Post-colonialist species names?

I was quickly perusing this story about the Horton Plains slender loris not being extinct after all – always nice to get some good news – when it struck me that if the article hadn’t told me the aforementioned loris was from Sri Lanka, I would have no idea where it was from. According to Wikipedia Horton was the British governor of colonial Ceylon, but why should his name be attached to a Sri Lankan mammal? In the past fifty years we’ve had a minor rash of re-naming places (countries and cities mainly), discarding the colonial names in favour of the indigenous. Sometimes that is just correcting a colonial error in transcription, such as Bombay to Mumbai, other times discarding an unwelcome colonialist assertion of authority by appellation – bye bye Rhodesia! So, I wondered, how long before we get the same exercise undertaken with all these quaintly English species names?
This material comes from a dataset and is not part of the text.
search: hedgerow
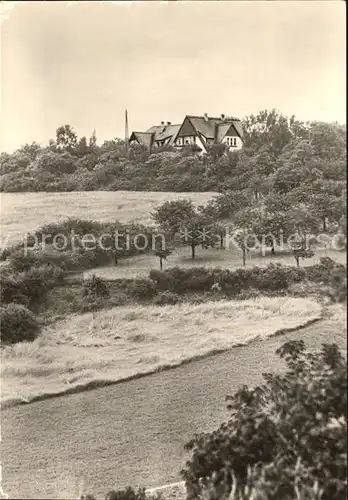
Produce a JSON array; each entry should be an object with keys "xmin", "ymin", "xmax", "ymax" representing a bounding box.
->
[{"xmin": 0, "ymin": 304, "xmax": 40, "ymax": 344}]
Our house guest queried the practicality of this because there is no clear authority. A country can decide for itself what it should be called, but a loris gets called whatever somebody else decides to call it. That one is easily solved, though; around here, if you are a wildlife researcher you have to get a permit to work in the country. It would be pretty easy for those people in charge of such permits to deny them to those people perpetuating the use of relics of imperialist hubris, and pretty soon anyone wanting to work on the real thing in the wild would have to tow the new line. Deciding the new name would be easy for endemics, but you can picture the odd academic tussle over the naming of cross border species. E.g. Denham’s bustard occurs in at least 6 different African counties according to the bird book nearest to hand, but maybe they could horse-trade a little bit, so that we get a Museveni bustard, a Kenyatta kestrel and a Nyerere nightjar?